Ma c’è di più, perché gli scienziati avrebbero anche dimostrato che il ricordo si fissa nella memoria e nel tempo solo quando sono attivi sia il dendrite (la periferia) sia la parte centrale del neurone, chiamata soma, da cui quel particolare dendrite dipende. I due elementi svolgerebbero cioè una azione solidale per la memoria solo se entrambi "accesi": il soma aiutando a rappresentare l’esperienza che si sta vivendo e il dendrite immagazzinandola poi fra i ricordi. Viceversa il ricordo sfuggirebbe se il soma è attivo e il dendrite a riposo. «Finora si pensava invece che le funzioni neuronali che ‘processano’ e accumulano la memoria – aggiungono i due ricercatori - fossero strettamente collegate e andassero sempre insieme».

 

LA SCOPERTA

Occorrono ulteriori studi per verificare la relazione neuroni-ricordo-memoria durevole, ma qualora i risultati preliminari fossero confermati si potrebbero aprire nuove vie di ricerca per combattere patologie collegate alla memoria, come la malattia di Alzheimer, individuando nei dendriti potenziali bersagli per trattamenti terapeutici.

 

IL PARERE ITALIANO

Lo studio americano è accolto positivamente anche dai ricercatori italiani, almeno per due motivi. Rappresenta innanzitutto un’evoluzione tecnologica delle neuroscienze. «Per la prima volta - dichiara Paolo Calabresi, professore di Neurologia presso l’Università di Perugia – grazie da un microscopio particolarmente sofisticato vengono registrate contemporaneamente le oscillazioni del calcio intracellulare sia dal corpo cellulare (soma) delle cellule nervose, in particolare di quelle ippocampali, ma anche dai suoi prolungamenti definiti come dendriti durante una navigazione virtuale.

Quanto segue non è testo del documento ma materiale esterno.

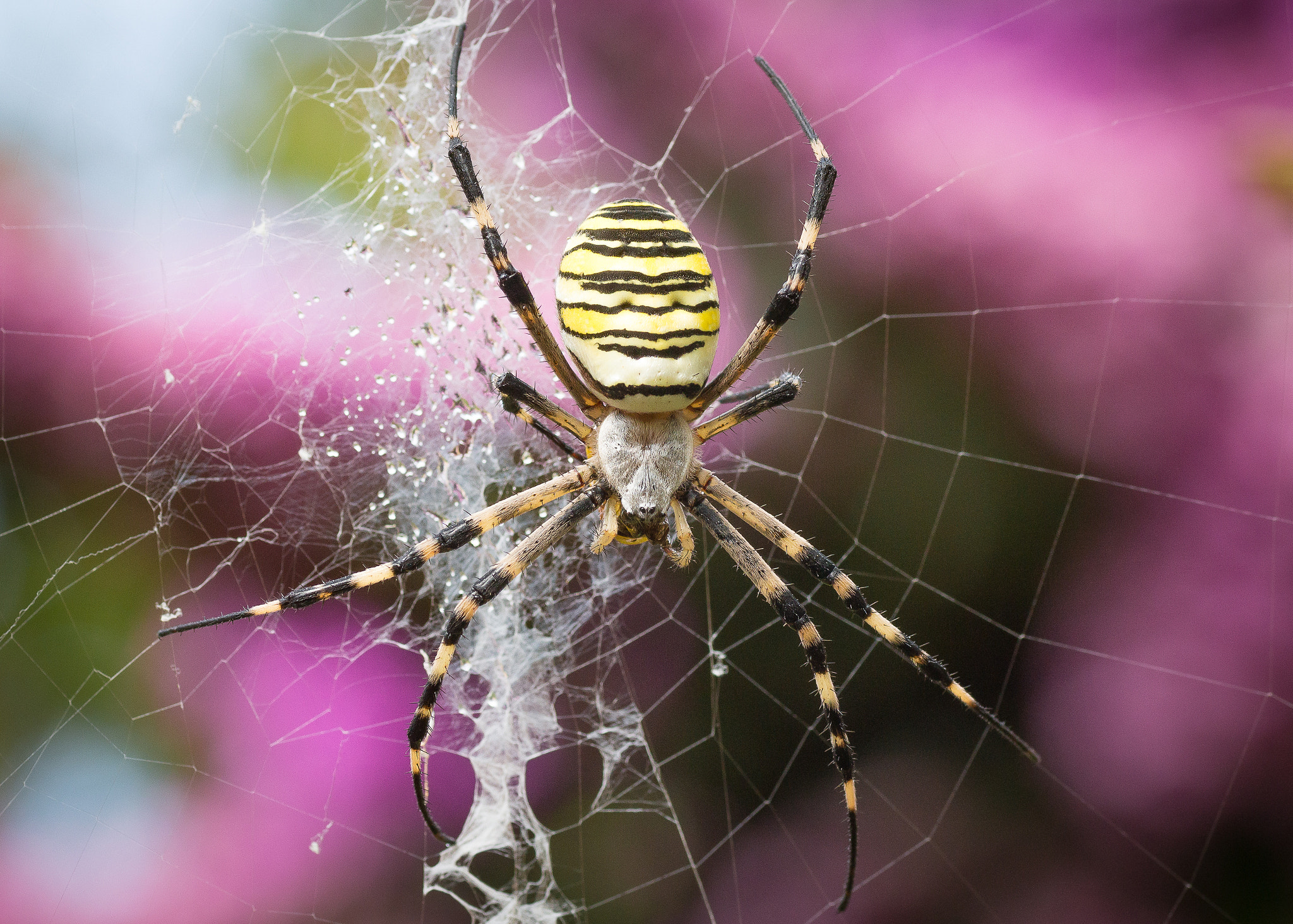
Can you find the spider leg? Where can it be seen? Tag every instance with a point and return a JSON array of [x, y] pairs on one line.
[[777, 392], [455, 534], [486, 588], [825, 570], [787, 299], [792, 612], [509, 278], [686, 542], [609, 526], [513, 388], [513, 408]]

I dendriti delle cellule ippocampali, definite “place cells”, sono una sorta di antenne che recepiscono le informazioni dall’esterno e che consentono all’uomo di orientarsi nello spazio. Teoricamente questo studio pone le basi tecnologiche per la possibilità futura di studiare l’attività del cervello in vivo da singoli neuroni e persino da singoli dendriti, mentre il soggetto è impegnato a svolgere compiti ed attività che coinvolgono l’apprendimento e la memoria». Il secondo motivo di interesse di questo studio è terapeutico. Infatti, i dendriti non hanno solo una funzione fisiologica, ma alcune precoci alterazioni di questi prolungamenti dei neuroni cerebrali, in taluni casi, possono essere indicatori e causa di malattia.

«Fra queste condizioni vi è la malattia di Alzheimer – aggiunge Calabresi - che inizia nell’ippocampo e che dà in modo precoce disturbi della memoria. Questo lavoro ci aiuta a capire che nell’ambito delle cellule responsabili della memoria sono i dendriti le strutture da tenere maggiormente sotto osservazione, come parti del neurone responsabili principali dello sviluppo di malattia.  Ancora i dendriti dovranno rappresentare il bersaglio per la realizzazione di terapie che possano prevenire i danni strutturali causati da frammenti proteici tossici generati dalla malattia stessa, frenando quindi la formazione delle placche dell’amiloide sulle quali gli interventi terapeutici sarebbero meno efficaci e più difficili».